Towards Global Optimality in Cooperative MARL with the Transformation And Distillation Framework
Jianing Ye, Chenghao Li, Yongqiang Dou, Jianhao Wang, Guangwen Yang, Chongjie Zhang
TL;DR
The paper tackles the suboptimality of widely used cooperative MARL algorithms that rely on decentralized execution and gradient descent optimization. It proves that MA-PG and VD can converge to suboptimal policies under gradient descent due to constrained decentralized parameterizations, and it introduces Transformation And Distillation (TAD) to remedy this. TAD re-frames a multi-agent MMDP as a sequential single-agent MDP via the transformation $\\\\\\\\\\\\\\\\\\\\\\\\\\\\\\\\Gamma$, learns an optimal coordination policy with a standard SARL method, and then distills decentralized policies through KL-based behavior cloning, preserving optimality (Theorem: TAD keeps optimality).

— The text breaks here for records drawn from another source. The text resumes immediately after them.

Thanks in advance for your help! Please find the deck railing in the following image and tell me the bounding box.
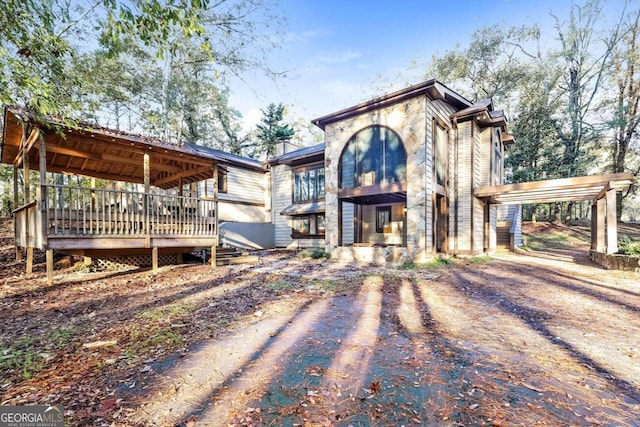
[43,184,216,237]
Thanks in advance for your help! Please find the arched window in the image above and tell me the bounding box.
[340,126,407,189]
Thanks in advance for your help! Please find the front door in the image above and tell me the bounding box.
[433,194,449,253]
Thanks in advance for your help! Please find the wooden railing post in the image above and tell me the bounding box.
[143,153,151,241]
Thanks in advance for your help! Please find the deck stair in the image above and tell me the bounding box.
[212,248,259,266]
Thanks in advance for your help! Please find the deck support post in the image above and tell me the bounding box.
[591,200,598,252]
[605,189,618,254]
[36,132,47,249]
[142,153,151,239]
[13,165,22,262]
[595,199,606,252]
[27,246,33,274]
[151,246,158,275]
[46,249,53,285]
[211,162,220,267]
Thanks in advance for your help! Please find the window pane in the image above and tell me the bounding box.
[433,125,448,185]
[300,172,309,200]
[293,172,302,202]
[340,143,356,188]
[293,216,309,234]
[316,167,324,199]
[308,169,318,200]
[340,126,407,189]
[384,129,407,183]
[317,215,325,234]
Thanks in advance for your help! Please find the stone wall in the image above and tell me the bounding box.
[589,251,640,273]
[325,96,424,259]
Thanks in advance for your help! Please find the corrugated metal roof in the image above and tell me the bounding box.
[269,144,325,165]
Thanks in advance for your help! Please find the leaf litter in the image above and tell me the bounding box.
[0,219,640,426]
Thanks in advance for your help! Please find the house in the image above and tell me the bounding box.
[0,80,633,281]
[270,80,513,263]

The resulting TAD-PPO achieves strong empirical performance across simple matrix games, multi-step hallway tasks, StarCraft II SMAC, and Google Research Football, often surpassing state-of-the-art baselines while providing formal optimality guarantees (including an optimality proof for finite MMDPs). This work highlights the critical role of optimization structure in MARL and offers a principled framework to translate single-agent guarantees into decentralized coordination with practical scalability.
Abstract
Decentralized execution is one core demand in multi-agent reinforcement learning (MARL). Recently, most popular MARL algorithms have adopted decentralized policies to enable decentralized execution, and use gradient descent as the optimizer. However, there is hardly any theoretical analysis of these algorithms taking the optimization method into consideration, and we find that various popular MARL algorithms with decentralized policies are suboptimal in toy tasks when gradient descent is chosen as their optimization method. In this paper, we theoretically analyze two common classes of algorithms with decentralized policies -- multi-agent policy gradient methods and value-decomposition methods, and prove their suboptimality when gradient descent is used. To address the suboptimality issue, we propose the Transformation And Distillation (TAD) framework, which reformulates a multi-agent MDP as a special single-agent MDP with a sequential structure and enables decentralized execution by distilling the learned policy on the derived "single-agent" MDP. The approach is a two-stage learning paradigm that addresses the optimization problem in cooperative MARL, providing optimality guarantee with decent execution performance. Empirically, we implement TAD-PPO based on PPO, which can theoretically perform optimal policy learning in the finite multi-agent MDPs and shows significant outperformance on a large set of cooperative multi-agent tasks, from matrix game, hallway task, to StarCraft II, and football game.